普通に考えれば俺達が敵将の命を救うなど馬鹿げた話だ。多分皆は反対する。ただ、凶行に走ってまで俺達との和睦を求めた敵兵を受け入れるには、篠原殿を助け犯行に及んだ兵の罪の意識を消す必要がある。そんな気がした。
俺には何となくその時の気持ちが分かる。かっとなってつい手が出てしまったが、本当は怪我までさせるつもりはなかったんじゃないだろうかと。

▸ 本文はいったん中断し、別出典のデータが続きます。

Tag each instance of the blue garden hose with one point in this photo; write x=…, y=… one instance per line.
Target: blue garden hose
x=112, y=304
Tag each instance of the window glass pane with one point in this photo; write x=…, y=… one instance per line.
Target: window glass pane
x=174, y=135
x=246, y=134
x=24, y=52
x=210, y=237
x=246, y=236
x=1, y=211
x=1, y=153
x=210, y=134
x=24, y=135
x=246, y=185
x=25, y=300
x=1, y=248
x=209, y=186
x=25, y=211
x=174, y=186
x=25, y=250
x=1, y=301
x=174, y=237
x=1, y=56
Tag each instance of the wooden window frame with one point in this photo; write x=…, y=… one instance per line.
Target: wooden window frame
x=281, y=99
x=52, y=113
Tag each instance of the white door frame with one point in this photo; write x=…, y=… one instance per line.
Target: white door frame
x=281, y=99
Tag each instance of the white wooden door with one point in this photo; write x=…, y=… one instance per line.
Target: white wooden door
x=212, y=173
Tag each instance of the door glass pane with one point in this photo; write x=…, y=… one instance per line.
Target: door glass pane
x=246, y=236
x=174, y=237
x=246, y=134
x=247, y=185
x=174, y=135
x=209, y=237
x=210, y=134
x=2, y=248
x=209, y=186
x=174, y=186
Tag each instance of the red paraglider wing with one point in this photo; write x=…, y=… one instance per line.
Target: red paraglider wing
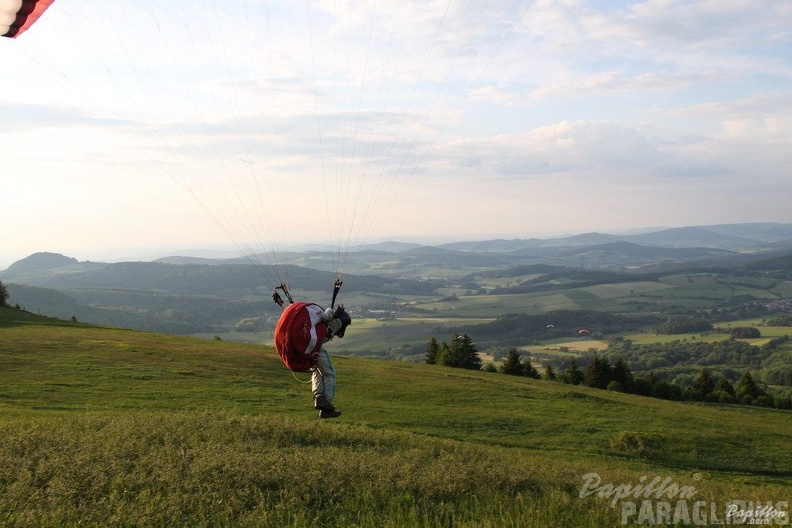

「ふぅ。未だ事情は分かりませんが、分かりました。和睦を受け入れましょう。仁木殿は急いで戻って和睦が成立したと伝え、速やかに武装解除を行なってください」
「かっ、かしこまりました。ありがとうございます!」
「よし、お前等! 今回の戦はこれで終わりだ。水、食料、酒を存分に元敵さんに振舞ってやれ! それと金瘡医と助手は仁木殿に付いて行け。怪我人の治療だ。篠原殿が最優先だぞ!」
『はっ!』
とりあえず事情は後回しだ。飯を食って酒でも飲めば、苛立ちも少しはマシになって落ち着く筈。全てはそれからで良い。
それにしても畿内での初の戦いで、最後は戦場での宴会になるとはな。本当、どうしてこうなった。